Nach einem Beschluss des Landgerichts Berlin (- 528 Qs 130/15-) v. 04.11.2015 fehlt es an einem dem Verurteilten zurechenbaren Verschulden iSd. § 44 StPO, wenn bei Fehlen einer ausdrücklichen Auslagenentscheidung zu Lasten des Landes nicht innerhalb der Wochenfrist nach §§ 464 Abs. 3 Satz 1 iVm. 311 Abs. 2 StPO die sofortige Beschwerde gegen die Kostenentscheidung eingelegt wird.

Im zugrundeliegenden Fall hatte das Amtsgericht Tiergarten den Angeklagten bezüglich eines von zwei Tatvorwürfen verurteilt und ihn ihm übrigen freigesprochen. Der Tenor lautete,
[…] der Angeklagte wird […] verurteilt. Im übrigen wird er freigesprochen. Der Angeklagte trägt, soweit er verurteilt wurde, die Kosten des Verfahrens und seine notwendigen Auslagen.

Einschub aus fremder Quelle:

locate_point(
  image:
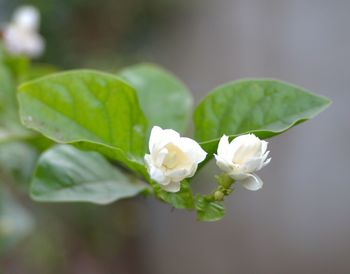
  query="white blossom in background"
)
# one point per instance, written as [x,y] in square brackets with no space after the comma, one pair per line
[21,35]
[242,157]
[172,158]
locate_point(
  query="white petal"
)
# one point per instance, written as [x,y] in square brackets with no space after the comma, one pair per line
[159,156]
[246,147]
[27,17]
[223,164]
[252,165]
[158,175]
[154,138]
[172,187]
[178,174]
[161,137]
[223,146]
[263,146]
[192,149]
[253,182]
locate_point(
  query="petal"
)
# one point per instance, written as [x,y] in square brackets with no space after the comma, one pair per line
[156,134]
[223,164]
[246,147]
[148,160]
[223,146]
[263,146]
[253,182]
[172,187]
[192,149]
[158,157]
[178,174]
[161,137]
[252,165]
[158,175]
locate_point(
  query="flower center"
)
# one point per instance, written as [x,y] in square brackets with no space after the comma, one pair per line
[174,157]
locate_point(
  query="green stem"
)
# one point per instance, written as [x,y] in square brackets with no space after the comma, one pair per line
[223,189]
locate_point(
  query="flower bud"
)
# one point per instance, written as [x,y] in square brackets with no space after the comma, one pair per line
[172,158]
[241,158]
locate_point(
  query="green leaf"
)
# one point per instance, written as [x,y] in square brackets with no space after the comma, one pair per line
[208,210]
[17,160]
[263,107]
[10,128]
[39,70]
[15,221]
[94,110]
[66,174]
[165,100]
[181,200]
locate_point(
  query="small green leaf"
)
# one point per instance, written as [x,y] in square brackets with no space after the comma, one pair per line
[208,210]
[165,101]
[263,107]
[93,110]
[181,200]
[66,174]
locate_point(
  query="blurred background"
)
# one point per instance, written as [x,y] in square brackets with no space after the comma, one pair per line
[298,223]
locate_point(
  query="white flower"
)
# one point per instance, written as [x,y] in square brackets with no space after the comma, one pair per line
[172,158]
[27,17]
[241,158]
[21,35]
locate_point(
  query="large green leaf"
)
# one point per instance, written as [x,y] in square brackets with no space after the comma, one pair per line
[263,107]
[16,221]
[165,100]
[93,110]
[10,128]
[17,161]
[66,174]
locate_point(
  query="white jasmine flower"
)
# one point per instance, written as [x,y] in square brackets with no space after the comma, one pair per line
[21,35]
[27,17]
[172,158]
[241,158]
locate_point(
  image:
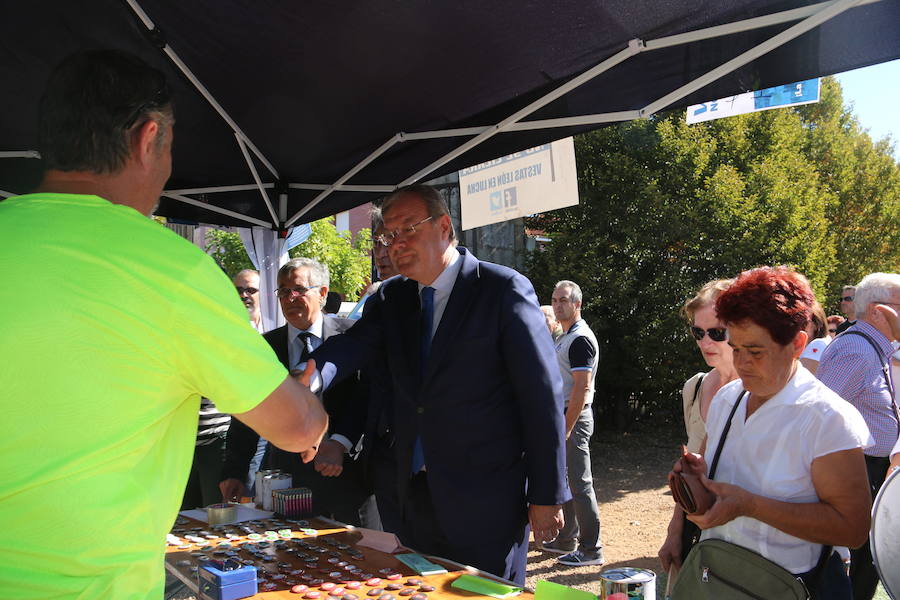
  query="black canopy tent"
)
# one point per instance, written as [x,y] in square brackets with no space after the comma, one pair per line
[290,111]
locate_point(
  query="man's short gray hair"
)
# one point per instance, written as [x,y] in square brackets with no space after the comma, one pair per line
[574,289]
[318,273]
[245,272]
[432,198]
[875,287]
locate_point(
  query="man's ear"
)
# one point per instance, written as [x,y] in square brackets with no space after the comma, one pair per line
[799,343]
[145,141]
[445,225]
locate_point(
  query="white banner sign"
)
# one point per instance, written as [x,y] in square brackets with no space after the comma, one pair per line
[521,184]
[780,96]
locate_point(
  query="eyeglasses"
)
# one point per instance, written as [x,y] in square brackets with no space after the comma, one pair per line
[386,239]
[161,98]
[716,334]
[297,291]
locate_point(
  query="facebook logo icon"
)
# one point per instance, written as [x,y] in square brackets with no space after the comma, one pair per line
[509,198]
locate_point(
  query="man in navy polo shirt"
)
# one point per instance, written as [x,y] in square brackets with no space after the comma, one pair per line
[578,354]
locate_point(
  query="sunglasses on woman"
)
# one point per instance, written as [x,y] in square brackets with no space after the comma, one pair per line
[716,334]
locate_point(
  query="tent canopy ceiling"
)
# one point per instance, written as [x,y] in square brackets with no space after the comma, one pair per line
[316,87]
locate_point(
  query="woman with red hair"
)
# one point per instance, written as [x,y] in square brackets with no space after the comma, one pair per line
[791,479]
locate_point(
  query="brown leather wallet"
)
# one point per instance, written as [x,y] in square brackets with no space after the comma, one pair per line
[690,494]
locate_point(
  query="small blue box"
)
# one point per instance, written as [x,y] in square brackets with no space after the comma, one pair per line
[226,585]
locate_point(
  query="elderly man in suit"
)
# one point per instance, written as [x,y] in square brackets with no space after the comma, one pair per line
[477,407]
[335,480]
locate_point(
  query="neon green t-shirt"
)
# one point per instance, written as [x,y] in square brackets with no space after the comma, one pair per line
[111,328]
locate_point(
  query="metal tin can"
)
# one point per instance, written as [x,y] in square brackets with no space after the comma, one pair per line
[626,583]
[219,514]
[258,491]
[270,483]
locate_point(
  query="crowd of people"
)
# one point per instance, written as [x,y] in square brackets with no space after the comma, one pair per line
[456,412]
[811,423]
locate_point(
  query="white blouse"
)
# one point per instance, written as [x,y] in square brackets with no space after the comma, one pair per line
[771,454]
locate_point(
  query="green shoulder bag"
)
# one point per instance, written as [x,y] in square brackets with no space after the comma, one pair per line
[720,570]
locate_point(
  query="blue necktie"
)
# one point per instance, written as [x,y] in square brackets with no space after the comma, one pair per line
[306,348]
[426,324]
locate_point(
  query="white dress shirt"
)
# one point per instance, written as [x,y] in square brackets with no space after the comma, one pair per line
[295,351]
[771,454]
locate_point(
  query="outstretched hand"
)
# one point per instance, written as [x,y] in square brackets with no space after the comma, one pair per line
[305,374]
[546,521]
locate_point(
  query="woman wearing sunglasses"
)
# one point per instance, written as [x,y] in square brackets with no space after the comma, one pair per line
[709,332]
[817,331]
[791,480]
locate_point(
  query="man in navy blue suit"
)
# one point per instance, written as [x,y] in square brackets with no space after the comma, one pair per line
[477,407]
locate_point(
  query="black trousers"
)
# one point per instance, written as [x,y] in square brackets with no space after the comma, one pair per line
[863,574]
[203,483]
[832,584]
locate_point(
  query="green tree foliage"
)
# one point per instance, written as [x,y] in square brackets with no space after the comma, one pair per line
[346,257]
[666,207]
[228,251]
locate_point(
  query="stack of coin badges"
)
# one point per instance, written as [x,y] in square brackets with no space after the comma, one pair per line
[288,556]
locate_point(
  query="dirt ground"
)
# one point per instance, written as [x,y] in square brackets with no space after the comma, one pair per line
[635,506]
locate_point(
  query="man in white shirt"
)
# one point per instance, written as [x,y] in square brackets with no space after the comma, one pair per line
[335,480]
[246,283]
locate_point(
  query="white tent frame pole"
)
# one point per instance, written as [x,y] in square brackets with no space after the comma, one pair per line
[222,211]
[221,188]
[21,154]
[262,191]
[342,188]
[812,16]
[634,47]
[742,59]
[148,23]
[795,14]
[395,139]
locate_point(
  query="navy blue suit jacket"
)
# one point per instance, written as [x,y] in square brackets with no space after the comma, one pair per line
[489,406]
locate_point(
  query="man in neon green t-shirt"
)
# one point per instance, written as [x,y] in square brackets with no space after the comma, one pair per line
[118,328]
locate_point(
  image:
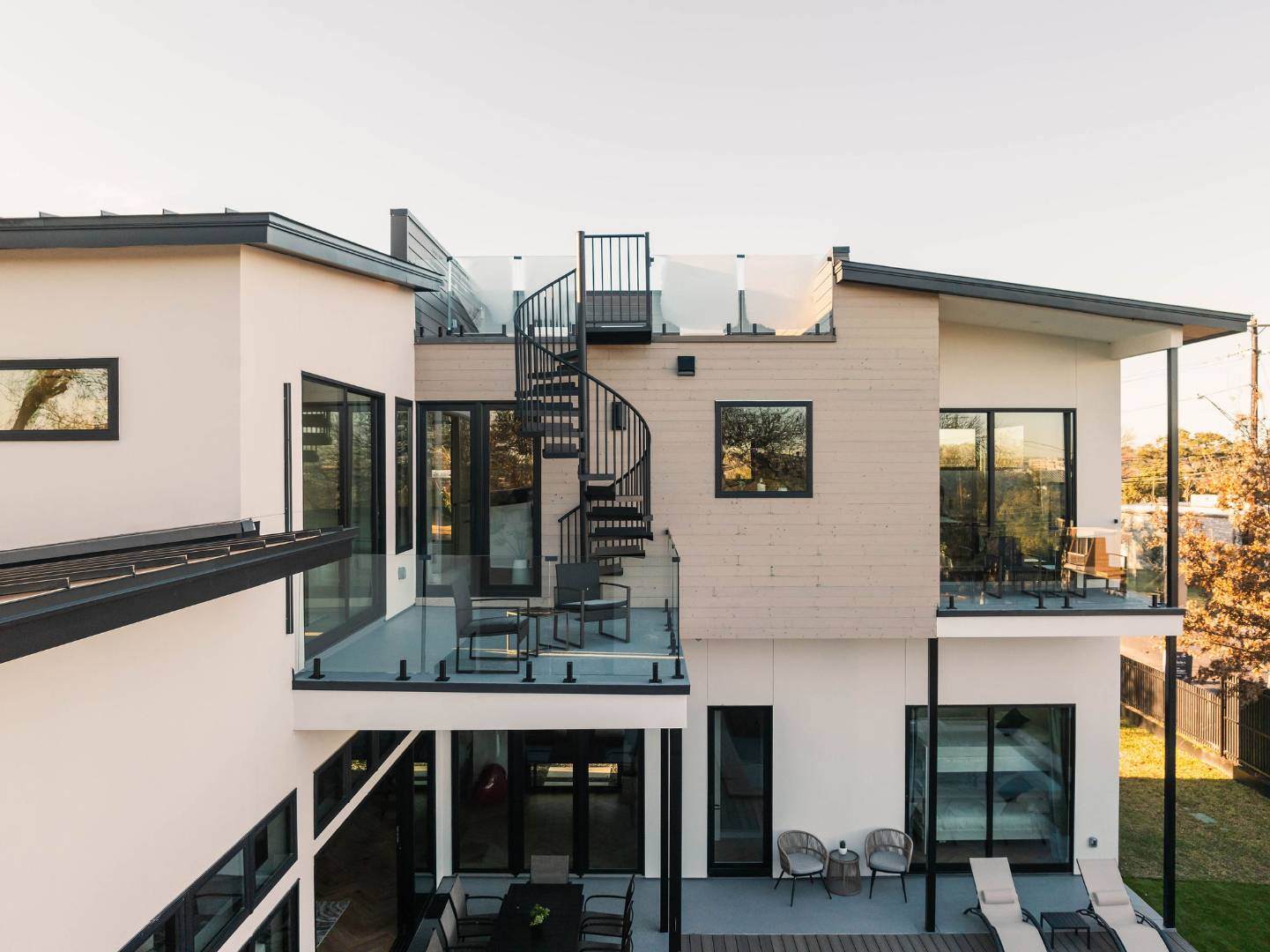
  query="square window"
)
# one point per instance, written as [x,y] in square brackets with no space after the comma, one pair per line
[763,449]
[60,399]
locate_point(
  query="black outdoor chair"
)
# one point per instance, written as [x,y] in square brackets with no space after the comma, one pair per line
[469,627]
[579,594]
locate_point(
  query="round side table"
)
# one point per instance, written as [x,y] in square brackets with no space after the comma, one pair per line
[843,872]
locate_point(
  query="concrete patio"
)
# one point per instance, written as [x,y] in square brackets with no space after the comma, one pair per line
[752,906]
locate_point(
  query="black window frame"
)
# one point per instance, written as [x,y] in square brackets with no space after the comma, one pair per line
[990,413]
[720,494]
[181,909]
[403,411]
[918,866]
[293,904]
[112,398]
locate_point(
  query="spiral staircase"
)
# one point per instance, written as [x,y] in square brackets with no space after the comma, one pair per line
[605,299]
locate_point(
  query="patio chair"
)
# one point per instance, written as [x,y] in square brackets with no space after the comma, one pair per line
[610,924]
[803,856]
[888,852]
[460,926]
[472,628]
[549,869]
[1014,928]
[578,592]
[1113,909]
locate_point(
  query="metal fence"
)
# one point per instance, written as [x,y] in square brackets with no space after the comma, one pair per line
[1232,718]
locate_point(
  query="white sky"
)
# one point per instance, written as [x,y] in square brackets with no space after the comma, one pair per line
[1103,146]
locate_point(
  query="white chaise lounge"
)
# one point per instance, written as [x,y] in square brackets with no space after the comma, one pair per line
[1014,928]
[1113,909]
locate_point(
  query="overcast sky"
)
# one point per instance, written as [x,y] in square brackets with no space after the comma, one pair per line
[1103,146]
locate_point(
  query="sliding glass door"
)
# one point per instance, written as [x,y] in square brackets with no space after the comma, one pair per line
[342,466]
[524,793]
[1005,785]
[480,491]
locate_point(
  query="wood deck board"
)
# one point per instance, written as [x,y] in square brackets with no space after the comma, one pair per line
[912,942]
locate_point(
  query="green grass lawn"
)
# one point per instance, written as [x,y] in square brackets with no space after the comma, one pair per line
[1223,845]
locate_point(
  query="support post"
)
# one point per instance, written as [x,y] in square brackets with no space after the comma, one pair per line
[286,497]
[665,882]
[676,840]
[932,774]
[583,419]
[1174,600]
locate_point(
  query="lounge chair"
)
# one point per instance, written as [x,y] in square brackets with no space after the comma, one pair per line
[1113,909]
[1014,928]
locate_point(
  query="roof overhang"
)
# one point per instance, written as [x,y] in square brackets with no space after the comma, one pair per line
[267,230]
[1033,308]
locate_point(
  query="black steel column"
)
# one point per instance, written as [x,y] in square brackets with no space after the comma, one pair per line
[676,840]
[1172,594]
[665,882]
[286,497]
[583,416]
[932,774]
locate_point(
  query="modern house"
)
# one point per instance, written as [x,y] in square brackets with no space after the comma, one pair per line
[328,574]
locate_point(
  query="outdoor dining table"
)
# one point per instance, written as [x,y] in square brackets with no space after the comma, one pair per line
[561,929]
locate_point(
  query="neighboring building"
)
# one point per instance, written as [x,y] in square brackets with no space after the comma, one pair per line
[290,615]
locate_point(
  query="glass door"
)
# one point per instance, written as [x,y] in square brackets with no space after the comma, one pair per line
[481,501]
[740,785]
[342,465]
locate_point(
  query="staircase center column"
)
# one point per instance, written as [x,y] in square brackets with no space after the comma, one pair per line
[583,416]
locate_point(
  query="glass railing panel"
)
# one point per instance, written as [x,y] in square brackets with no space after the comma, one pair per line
[493,619]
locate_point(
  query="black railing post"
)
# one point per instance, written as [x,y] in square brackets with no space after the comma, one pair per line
[583,420]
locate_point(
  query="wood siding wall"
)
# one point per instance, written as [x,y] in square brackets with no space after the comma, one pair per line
[861,557]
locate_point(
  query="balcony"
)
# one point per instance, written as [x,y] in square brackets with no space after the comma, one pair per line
[480,623]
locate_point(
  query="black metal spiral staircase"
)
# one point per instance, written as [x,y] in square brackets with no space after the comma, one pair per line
[606,299]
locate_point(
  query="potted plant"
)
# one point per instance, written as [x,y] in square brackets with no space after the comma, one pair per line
[538,917]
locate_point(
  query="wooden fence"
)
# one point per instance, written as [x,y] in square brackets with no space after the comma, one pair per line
[1232,719]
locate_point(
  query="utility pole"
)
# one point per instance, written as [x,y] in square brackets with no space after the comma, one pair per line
[1256,393]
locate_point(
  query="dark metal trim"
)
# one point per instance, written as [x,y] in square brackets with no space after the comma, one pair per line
[720,494]
[1056,613]
[68,615]
[106,544]
[268,230]
[991,290]
[302,683]
[112,398]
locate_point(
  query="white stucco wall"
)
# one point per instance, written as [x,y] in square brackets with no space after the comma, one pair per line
[838,724]
[170,318]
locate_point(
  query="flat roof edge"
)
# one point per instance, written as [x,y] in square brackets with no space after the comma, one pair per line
[987,289]
[267,230]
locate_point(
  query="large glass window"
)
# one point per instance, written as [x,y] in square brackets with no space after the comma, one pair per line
[1006,494]
[763,449]
[218,900]
[340,466]
[1005,785]
[404,474]
[480,500]
[281,931]
[524,793]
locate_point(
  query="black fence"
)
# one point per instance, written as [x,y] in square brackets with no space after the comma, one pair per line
[1231,719]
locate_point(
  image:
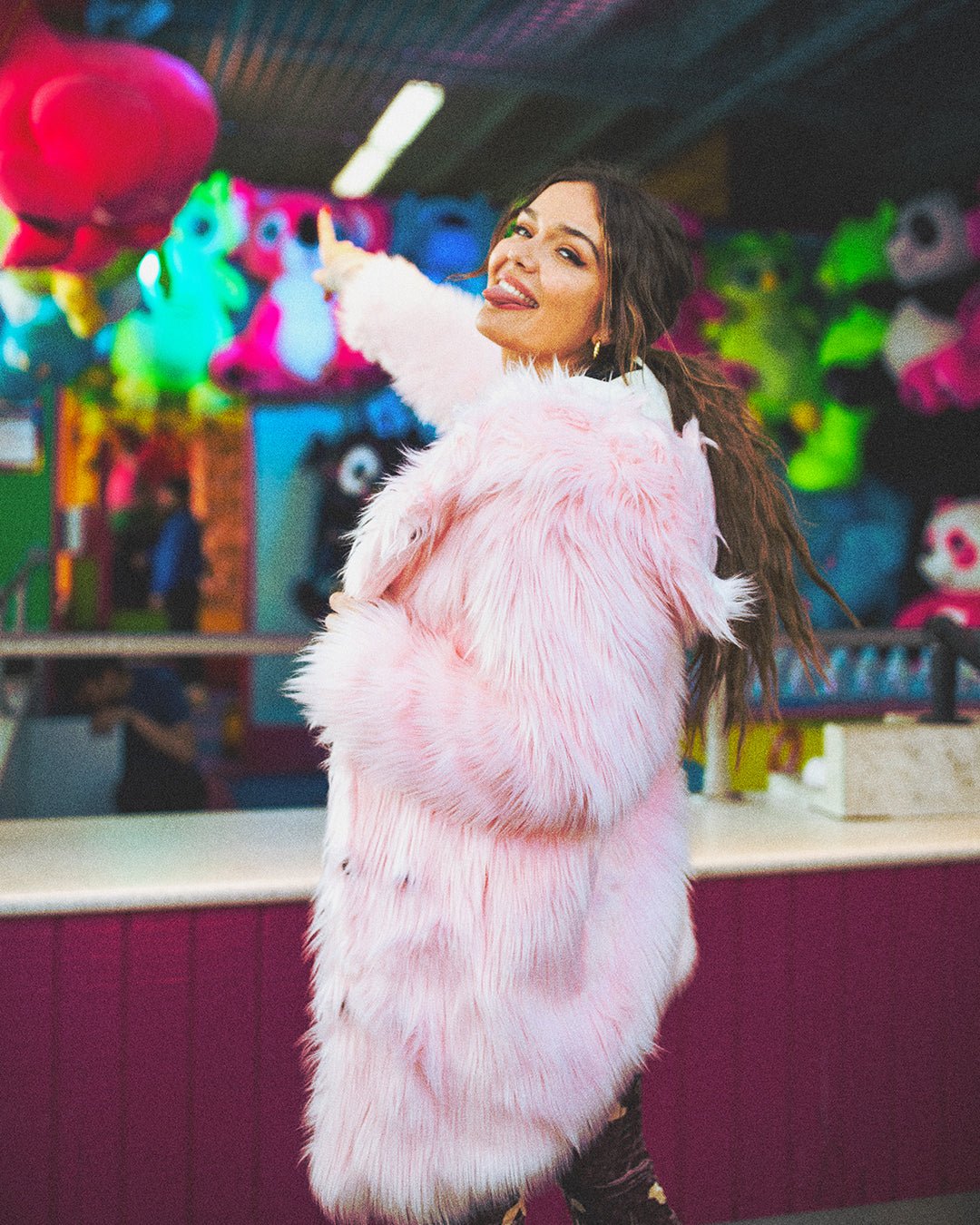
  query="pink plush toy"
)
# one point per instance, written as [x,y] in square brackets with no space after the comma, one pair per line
[952,565]
[290,347]
[100,143]
[935,357]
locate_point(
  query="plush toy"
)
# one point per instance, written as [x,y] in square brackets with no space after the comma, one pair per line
[100,143]
[445,237]
[830,455]
[189,294]
[37,346]
[919,266]
[350,471]
[952,566]
[854,255]
[290,347]
[766,328]
[859,538]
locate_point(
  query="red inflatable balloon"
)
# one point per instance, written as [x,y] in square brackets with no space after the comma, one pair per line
[100,144]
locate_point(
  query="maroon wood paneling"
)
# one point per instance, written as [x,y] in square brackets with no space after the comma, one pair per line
[826,1054]
[156,1050]
[88,1070]
[27,1049]
[282,1190]
[223,1100]
[815,1042]
[921,1049]
[956,1031]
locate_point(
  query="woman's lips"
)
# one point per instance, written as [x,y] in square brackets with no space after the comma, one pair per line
[507,296]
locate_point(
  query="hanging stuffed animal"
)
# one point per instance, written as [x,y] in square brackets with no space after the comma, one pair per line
[859,539]
[37,346]
[445,237]
[916,267]
[766,328]
[952,566]
[290,347]
[100,143]
[350,471]
[189,294]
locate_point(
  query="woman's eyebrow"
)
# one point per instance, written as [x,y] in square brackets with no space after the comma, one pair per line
[569,230]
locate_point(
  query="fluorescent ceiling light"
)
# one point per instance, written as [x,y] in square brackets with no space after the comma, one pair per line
[398,125]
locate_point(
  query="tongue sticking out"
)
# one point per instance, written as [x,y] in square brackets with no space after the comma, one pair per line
[499,297]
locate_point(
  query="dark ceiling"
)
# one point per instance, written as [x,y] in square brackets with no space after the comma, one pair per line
[818,111]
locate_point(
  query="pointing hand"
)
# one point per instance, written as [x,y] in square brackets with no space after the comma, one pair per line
[339,259]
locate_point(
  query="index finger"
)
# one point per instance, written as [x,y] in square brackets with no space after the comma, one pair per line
[325,231]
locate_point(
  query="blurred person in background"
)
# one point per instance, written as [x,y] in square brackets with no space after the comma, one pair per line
[160,756]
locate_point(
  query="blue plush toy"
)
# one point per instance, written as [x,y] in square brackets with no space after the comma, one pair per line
[445,235]
[859,538]
[37,345]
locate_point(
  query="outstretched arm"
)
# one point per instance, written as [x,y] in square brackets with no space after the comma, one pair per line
[423,335]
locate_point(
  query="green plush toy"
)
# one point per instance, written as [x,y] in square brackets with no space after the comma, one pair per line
[854,256]
[189,290]
[830,455]
[766,326]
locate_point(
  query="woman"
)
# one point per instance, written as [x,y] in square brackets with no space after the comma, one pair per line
[504,912]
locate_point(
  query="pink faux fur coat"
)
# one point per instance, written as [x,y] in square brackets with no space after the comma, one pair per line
[504,913]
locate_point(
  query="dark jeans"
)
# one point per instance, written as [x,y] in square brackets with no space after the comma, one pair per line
[181,604]
[179,789]
[610,1182]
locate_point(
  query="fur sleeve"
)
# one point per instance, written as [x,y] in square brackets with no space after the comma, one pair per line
[422,333]
[566,706]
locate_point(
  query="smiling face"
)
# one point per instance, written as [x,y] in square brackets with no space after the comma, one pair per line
[546,280]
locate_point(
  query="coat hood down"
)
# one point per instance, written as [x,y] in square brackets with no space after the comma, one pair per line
[503,914]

Im weiteren Verlauf wurde der entsprechende Kostenfestzungsantrag des Verteidigers betreffend die auf den Teilfreispruch entfallenden Gebühren unter Hinweis auf eine fehlende ausdrückliche Kostenentscheidung zu Lasten der Staatskasse zurückgewiesen. Hiergegen legte der Verteidiger (unverzüglich) die sofortige Beschwerde ein. Des weiteren beantragte er Wiedereinsetzung bezüglich der Versäumung der Frist zur Einlegung der sofortigen Beschwerde gegen die Kosten(grund)entscheidung und legte zugleich die sofortige Beschwerde ein. Mit Beschluss vom o.g. Datum gewährte das Landgericht daraufhin die Wiedereinsetzung und ergänzte den Kostentenor dahin, dass die Landeskasse die Verfahrenkosten und die notwendigen Auslagen des Angeklagten trage, soweit der Angeklagte freigesprochen worden sei. Zudem hob es den Kostenfestsetzungsbeschluss auf und verwies den zugrundeliegenden Kostenfestsetzungsantrag zur erneuten Entscheidung an das Amtsgericht Tiergarten - Rechtspfleger - zurück.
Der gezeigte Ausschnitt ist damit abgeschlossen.